Wallace shrugged. “All right. But you’ll bear witness, Lieutenant Keats, that I’ve tried my best to shield the lady in the case.” He raised his eyes suddenly to Ellery and Ellery saw the smile in them, a wintry shimmer. “Mr. Queen, I have the great good luck to share my employer’s wife’s bed. As the spirit moves. And the flesh being weak, and Mrs. Priam being the most attractive piece I’ve yet seen in this glorious state, I must admit that the spirit moves several times a week and has been doing so for about a year. Does that answer your question?”
“Just a minute, Wallace,” Ellery heard Keats say.
And Keats was standing before him, between him and Wallace. Keats was saying in a rapid whisper, “Queen, look, let me take it from here on in. Why don’t you get out of here?”
“Why should I?” Ellery said clearly.
Keats did not move. But then he straightened up and stepped aside.
“You’re lying, of course,” Ellery said to Wallace. “You’re counting on the fact that no decent man could ask a decent woman a question like that, and so your lie won’t be exposed. I don’t know what slimy purpose your lie serves, but I’m going to step on it right now. Keats, hand me that phone.”
And all the time he was speaking Ellery knew it was true.
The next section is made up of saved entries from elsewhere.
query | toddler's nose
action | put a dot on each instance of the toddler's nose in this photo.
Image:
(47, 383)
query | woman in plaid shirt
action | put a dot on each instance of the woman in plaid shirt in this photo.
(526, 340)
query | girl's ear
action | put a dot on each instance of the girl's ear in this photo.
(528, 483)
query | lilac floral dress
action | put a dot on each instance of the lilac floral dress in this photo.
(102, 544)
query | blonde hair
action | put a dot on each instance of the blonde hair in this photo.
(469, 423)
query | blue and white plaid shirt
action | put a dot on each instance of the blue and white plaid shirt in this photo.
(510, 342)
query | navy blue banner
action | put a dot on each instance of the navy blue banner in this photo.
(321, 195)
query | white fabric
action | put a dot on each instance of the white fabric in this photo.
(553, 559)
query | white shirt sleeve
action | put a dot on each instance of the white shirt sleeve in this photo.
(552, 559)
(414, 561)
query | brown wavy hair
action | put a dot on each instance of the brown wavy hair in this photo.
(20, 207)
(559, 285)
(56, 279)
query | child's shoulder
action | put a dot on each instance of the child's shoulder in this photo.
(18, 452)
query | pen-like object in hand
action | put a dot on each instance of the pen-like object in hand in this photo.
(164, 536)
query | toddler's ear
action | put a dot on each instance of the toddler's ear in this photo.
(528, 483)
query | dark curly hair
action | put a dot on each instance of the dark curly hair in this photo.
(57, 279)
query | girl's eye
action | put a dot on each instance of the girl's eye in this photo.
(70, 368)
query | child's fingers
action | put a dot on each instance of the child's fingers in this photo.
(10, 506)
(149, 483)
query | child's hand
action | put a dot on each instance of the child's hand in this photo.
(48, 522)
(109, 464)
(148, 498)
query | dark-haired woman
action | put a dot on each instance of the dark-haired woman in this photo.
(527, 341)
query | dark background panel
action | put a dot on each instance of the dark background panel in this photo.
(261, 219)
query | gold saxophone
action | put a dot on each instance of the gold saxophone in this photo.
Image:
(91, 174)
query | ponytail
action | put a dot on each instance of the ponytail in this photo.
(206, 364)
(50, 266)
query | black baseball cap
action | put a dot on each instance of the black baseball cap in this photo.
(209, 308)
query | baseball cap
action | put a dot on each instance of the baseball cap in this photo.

He had known it was true the instant the words left Wallace’s mouth. The story of the amnesia was true only so far as the superficial facts went; Wallace had prepared a blind alley for himself, using the Las Vegas police and a mediocre doctor to seal up the dead end. But this was all true. He knew it was all true and he could have throttled the man who sat halfway across the room smiling that iced smile.
“I don’t see that that would accomplish anything,” Keats was saying. “She’d only deny it. It wouldn’t prove a thing.”
“He’s lying, Keats.”
Wallace said with delicate mockery, “I’m happy to hear you take that attitude, Mr. Queen. Of course. I’m lying. May I go, Lieutenant?”